Description of the Related Art
Optical elements, such as lenses, used for digital cameras and so forth usually include films having high optical transparency and low reflectance, i.e., antireflection films, arranged on their surfaces. To reduce the costs and weight of optical devices including optical elements, such as interchangeable lenses for digital cameras, resin lenses come into use instead of glass lenses. With the recent improvement of a technique for forming a resin lens, a demand for higher optical performance, and a demand for the miniaturization of an optical system, the use of large-curvature resin lenses each having a half aperture angle close to 45° has been studied.

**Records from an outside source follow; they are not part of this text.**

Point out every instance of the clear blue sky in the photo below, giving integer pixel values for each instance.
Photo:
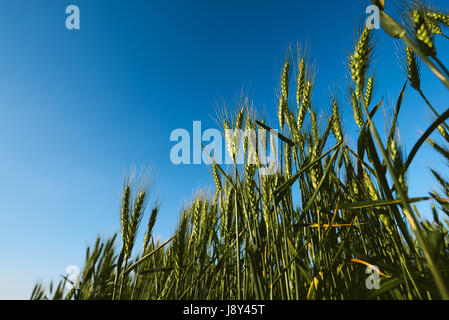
(78, 107)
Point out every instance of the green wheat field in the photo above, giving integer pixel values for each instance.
(311, 230)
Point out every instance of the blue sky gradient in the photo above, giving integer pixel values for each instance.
(77, 107)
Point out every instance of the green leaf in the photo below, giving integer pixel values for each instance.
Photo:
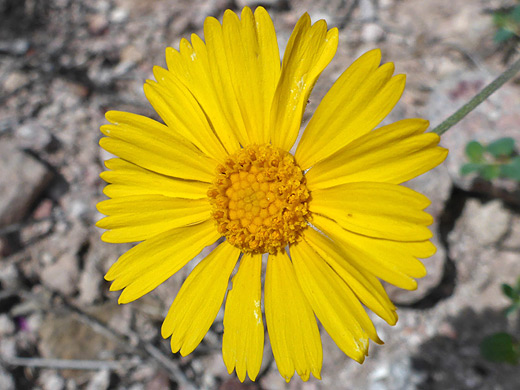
(502, 147)
(511, 170)
(490, 172)
(509, 291)
(474, 151)
(503, 35)
(469, 168)
(500, 348)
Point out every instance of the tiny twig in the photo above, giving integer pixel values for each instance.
(67, 364)
(477, 99)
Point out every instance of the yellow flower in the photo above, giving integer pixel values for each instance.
(332, 217)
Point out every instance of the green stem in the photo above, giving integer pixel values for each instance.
(478, 98)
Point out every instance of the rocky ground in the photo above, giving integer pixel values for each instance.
(63, 63)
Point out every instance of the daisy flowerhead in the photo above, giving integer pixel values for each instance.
(331, 217)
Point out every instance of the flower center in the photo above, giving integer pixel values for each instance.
(259, 199)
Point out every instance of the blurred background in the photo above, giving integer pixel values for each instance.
(64, 63)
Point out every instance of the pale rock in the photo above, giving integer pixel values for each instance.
(62, 276)
(372, 33)
(51, 380)
(22, 179)
(100, 381)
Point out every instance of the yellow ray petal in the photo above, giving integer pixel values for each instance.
(350, 111)
(170, 160)
(191, 67)
(182, 113)
(365, 285)
(140, 217)
(147, 143)
(293, 331)
(393, 261)
(129, 179)
(199, 299)
(243, 341)
(254, 64)
(380, 210)
(308, 52)
(334, 303)
(151, 262)
(392, 154)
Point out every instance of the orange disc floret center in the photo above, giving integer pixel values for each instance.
(259, 199)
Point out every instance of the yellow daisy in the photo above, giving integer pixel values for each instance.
(332, 217)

A method for forming a multilayer film containing magnesium fluoride (MgF2), serving as a low-refractive-index material, with a refractive index of 1.38 by a vacuum deposition process is commonly known as a method for forming an antireflection film on a glass lens.

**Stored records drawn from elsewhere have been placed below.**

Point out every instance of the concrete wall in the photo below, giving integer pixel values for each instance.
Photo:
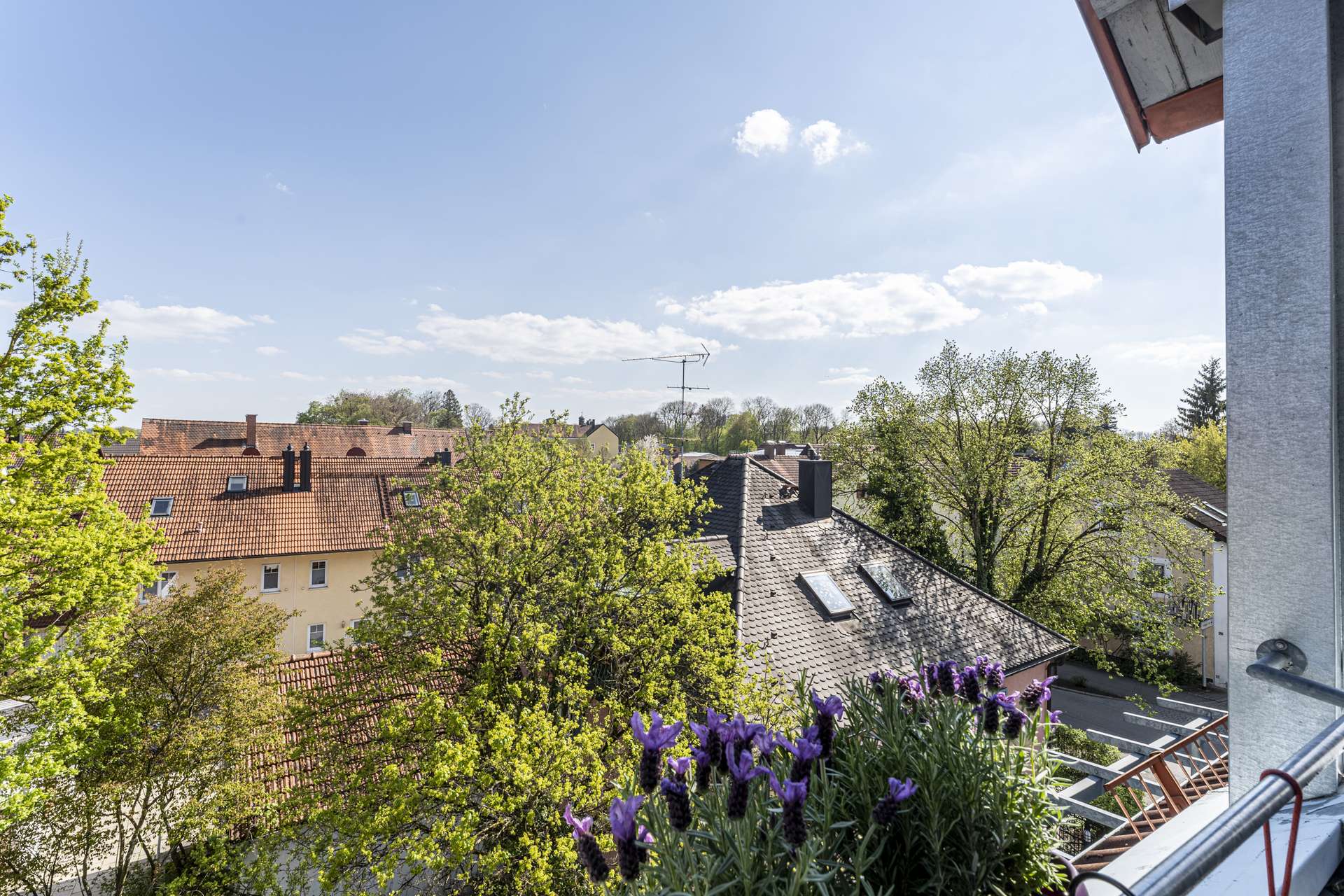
(334, 606)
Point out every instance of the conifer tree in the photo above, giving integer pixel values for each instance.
(1205, 402)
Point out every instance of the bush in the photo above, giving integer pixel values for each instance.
(945, 793)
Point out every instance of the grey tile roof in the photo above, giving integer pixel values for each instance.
(1208, 503)
(948, 618)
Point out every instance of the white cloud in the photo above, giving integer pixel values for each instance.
(536, 339)
(848, 377)
(202, 377)
(175, 323)
(828, 143)
(375, 342)
(878, 304)
(1021, 281)
(762, 131)
(1175, 352)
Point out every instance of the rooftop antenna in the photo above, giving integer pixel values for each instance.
(690, 358)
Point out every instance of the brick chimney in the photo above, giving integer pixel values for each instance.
(288, 454)
(305, 469)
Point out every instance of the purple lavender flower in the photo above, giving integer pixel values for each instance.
(1014, 723)
(995, 676)
(655, 741)
(624, 832)
(793, 822)
(1035, 694)
(898, 792)
(679, 804)
(743, 771)
(828, 713)
(590, 855)
(804, 751)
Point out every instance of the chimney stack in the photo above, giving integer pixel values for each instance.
(305, 469)
(288, 454)
(815, 488)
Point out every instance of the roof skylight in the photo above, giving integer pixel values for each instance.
(825, 590)
(883, 577)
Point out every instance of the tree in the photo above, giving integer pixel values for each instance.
(530, 606)
(163, 776)
(73, 562)
(1205, 453)
(1205, 402)
(1041, 503)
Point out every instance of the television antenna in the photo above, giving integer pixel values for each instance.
(689, 358)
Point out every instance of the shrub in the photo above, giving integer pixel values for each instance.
(934, 783)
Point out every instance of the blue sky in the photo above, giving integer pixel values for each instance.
(288, 199)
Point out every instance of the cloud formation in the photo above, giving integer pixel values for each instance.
(848, 305)
(761, 132)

To increase the strength of a MgF2 film, however, a base needs to be heated to a high temperature (for example, about 300° C.) during the vapor deposition. This restricts the use of the MgF2 film for a resin lens. Thus, SiO2, serving as a low-refractive-index material that need not be heated, with a refractive index of 1.45 is commonly used as an antireflection film for a resin lens. However, SiO2 has a higher refractive index than MgF2 and thus has insufficient antireflection performance, disadvantageously leading to the formation of a ghost image.
Japanese Patent Laid-Open No. 2002-202401 discloses a technique for enabling the use of a MgF2 film for a resin lens, the technique including forming a MgF2 film on a film composed of an oxide of zirconium (Zr) or an oxide of titanium (Ti) by heating to a low temperature or without heating, and forming a SiO2 film serving as the outermost layer.
However, the structure of the antireflection film disclosed in Japanese Patent Laid-Open No. 2002-202401 has the problem that an antireflection film on a lens base is cracked when exposed to a high-temperature environment (for example, 70° C.) because a MgF2 film has a high tensile stress.